The first meeting at Johns Hopkins happened on the following Tuesday, on the one day respite between the 1st and 2nd Snowpocolypse storms. The surgical oncologist and her team very clear about what was happening and what needed to happen based on the limited evidence. There’s comfort in procedure and process. Lisa is a long-time tech writer and even more of a process dork than I am. Still, the amount of information was staggering, which the doctor readily admitted as our eyes glazed over. There were to be more blood tests, another CT scan, rectal ultrasound after that, and then possibly an MRI in the short-term.
Long-term game plan I:
- Radiation (no chemo) for 6 weeks.
- 6 weeks of recovery.
- Surgery to remove the tumor and any lymph nodes affected.

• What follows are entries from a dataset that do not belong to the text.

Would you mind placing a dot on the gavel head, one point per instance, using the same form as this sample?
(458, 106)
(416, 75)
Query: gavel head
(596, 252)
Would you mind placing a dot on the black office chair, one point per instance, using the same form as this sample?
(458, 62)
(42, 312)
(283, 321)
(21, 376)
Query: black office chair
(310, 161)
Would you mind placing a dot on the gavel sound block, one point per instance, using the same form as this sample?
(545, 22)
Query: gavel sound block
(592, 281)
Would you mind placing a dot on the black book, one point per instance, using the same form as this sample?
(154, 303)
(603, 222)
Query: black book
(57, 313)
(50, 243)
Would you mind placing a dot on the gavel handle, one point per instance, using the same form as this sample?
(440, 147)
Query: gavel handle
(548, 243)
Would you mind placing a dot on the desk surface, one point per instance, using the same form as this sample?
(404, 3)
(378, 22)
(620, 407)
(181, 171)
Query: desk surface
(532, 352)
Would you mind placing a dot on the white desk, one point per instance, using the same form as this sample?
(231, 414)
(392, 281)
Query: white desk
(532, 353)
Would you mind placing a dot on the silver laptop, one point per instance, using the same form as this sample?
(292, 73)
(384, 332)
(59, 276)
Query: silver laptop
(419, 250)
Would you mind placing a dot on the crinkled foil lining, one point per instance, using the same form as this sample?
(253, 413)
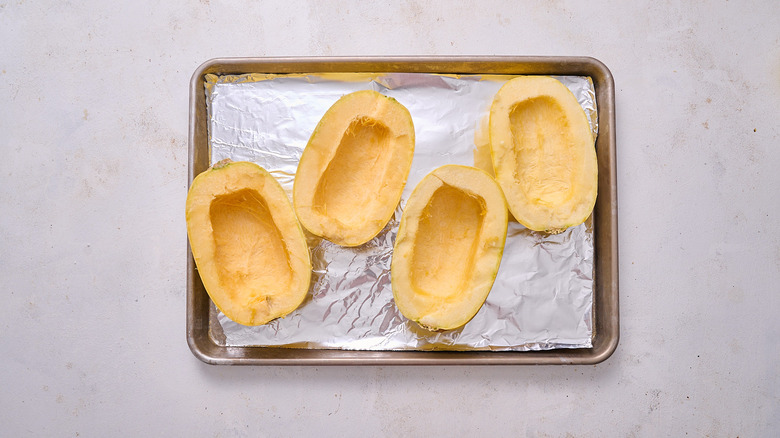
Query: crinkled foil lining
(543, 295)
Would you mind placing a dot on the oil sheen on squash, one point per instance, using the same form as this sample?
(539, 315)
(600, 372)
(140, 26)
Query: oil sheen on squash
(449, 247)
(354, 168)
(250, 250)
(543, 153)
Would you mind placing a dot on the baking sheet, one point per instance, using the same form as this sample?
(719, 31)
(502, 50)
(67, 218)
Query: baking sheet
(543, 295)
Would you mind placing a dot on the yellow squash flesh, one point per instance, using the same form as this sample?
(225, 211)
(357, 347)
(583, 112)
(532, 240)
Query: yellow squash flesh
(250, 250)
(354, 168)
(449, 247)
(543, 153)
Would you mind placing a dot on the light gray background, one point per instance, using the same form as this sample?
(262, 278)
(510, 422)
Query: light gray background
(93, 136)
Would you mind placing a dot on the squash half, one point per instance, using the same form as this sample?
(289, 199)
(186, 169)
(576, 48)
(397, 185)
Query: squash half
(543, 153)
(353, 170)
(449, 247)
(250, 251)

- Ileostomy and “bag” for 3 months.
- Reversal of ileostomy and recovery.
The second storm was rolled in as we left Hopkins. Lisa dropped me off and bravely went to her office, battling brutal traffic both there and back. I hiked to the store for supplies. I had a list of things that needed to get to Hopkins from the original tests, but the facility with my report and pathology was closed until Friday. The process was choked in feet of snow and there was nothing to do up dig out from the next storm, watch episodes of Homicide, and laugh at the local news forecasters trying in vain talk about the snow in new and interesting ways after 5 days.